I spoke to the founder of UDID Activation, an activation service based in Galesburg, Illinois, who asked not to be named. “I set up a new Apple developer account every time I need another list,” he said. “I have 30 developer accounts, all with the same name and address, and Apple’s never said anything.”
There have been isolated reports of Apple disabling developer accounts, but some of these services have been running uninterrupted for years without any apparent consequences.
“It’s obvious it’s there, and there are tons of people doing it,” said UDID Activation’s founder. “If they wanted to look into it, it wouldn’t be very hard for them to find out what was going on. I’ve been doing this for about three years and I’ve never been contacted by Apple, and they’ve never shut down my accounts or anything. It really does seem like they don’t care that much.”
I chatted over instant message with a support representative from a competing service that claimed to have ten iOS developer accounts and a bot to reactivate expired UDIDs. I asked how often Apple kills their accounts. “Never in five years,” he said.

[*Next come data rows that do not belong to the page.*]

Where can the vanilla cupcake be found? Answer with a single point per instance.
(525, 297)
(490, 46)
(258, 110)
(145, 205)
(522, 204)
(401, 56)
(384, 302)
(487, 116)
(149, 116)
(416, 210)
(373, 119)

Apple clearly states in its Developer Program License Agreement, and on its Developer Portal, that membership can be terminated if a developer provides pre-release Apple Software to anyone other than registered employees, contractors, or others with a demonstrable need to know or use the software to build and test applications. Apple adds that unauthorized distribution is prohibited, and may be subject to both civil and criminal liability.

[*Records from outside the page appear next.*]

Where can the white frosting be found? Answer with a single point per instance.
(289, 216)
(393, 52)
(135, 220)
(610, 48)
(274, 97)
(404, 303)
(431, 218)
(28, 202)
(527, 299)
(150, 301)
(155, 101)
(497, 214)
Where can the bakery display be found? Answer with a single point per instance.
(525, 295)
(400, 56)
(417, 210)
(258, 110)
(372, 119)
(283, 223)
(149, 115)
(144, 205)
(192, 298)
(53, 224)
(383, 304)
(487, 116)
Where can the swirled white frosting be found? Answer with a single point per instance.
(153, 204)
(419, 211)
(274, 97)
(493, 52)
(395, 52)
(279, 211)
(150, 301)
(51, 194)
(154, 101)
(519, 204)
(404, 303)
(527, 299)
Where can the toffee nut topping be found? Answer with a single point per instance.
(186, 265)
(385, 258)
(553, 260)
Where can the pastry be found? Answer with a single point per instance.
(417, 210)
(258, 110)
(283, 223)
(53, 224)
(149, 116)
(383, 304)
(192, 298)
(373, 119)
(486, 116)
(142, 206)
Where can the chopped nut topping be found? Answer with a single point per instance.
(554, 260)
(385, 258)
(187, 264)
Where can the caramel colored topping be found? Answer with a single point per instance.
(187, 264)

Despite Apple’s threat of “civil and criminal liability,” the service operators I spoke to didn’t seem concerned. “In the developer section, there’s a notification that says selling spots to your developer account can get it shut down,” said UDID Activation’s founder. “But I’ve never heard of anyone getting their account shut down for selling spots.”
It might not be that simple. Detecting fraudulent activity isn’t as straightforward as it seems, unless Apple actually purchased activations from each service to identity the account holder. Purchased accounts don’t look any different than normal beta testers, though the rate of registrations could be an indication of service violations.
For a small developer, unauthorized activations are a lucrative business that’s likely worth the risks. UDID Activation publishes their order queue on their official site, which shows over 2,300 devices activated in the last week alone. At $8.99 for each activation, that’s over $20,600 in revenue, with $2,277 paid to Apple for the 23 developer accounts. Their homepage claims that over 19,000 devices were activated so far, and that’s only one of several services.
Outside of commercial services, some fans are forgoing commercial services and self-organizing, using discussion forums to crowdfund shared developer accounts, as these Reddit members did last year. On Twitter, authorized developers trade UDID activations for followers and retweets, or just offer them for fun.
Apple may not like it, but all of these back-alley transactions are clearly meeting a market demand. The software may be buggy, incomplete, and not ready for mainstream consumption, but a sizable class of power users doesn’t care and is willing to pay to use it.
For these cheap and impatient users, activation services offer an easy, affordable, and low-risk way to experiment with the cutting edge before the rest of the world. And until Apple starts cracking down, there’s little reason not to use them.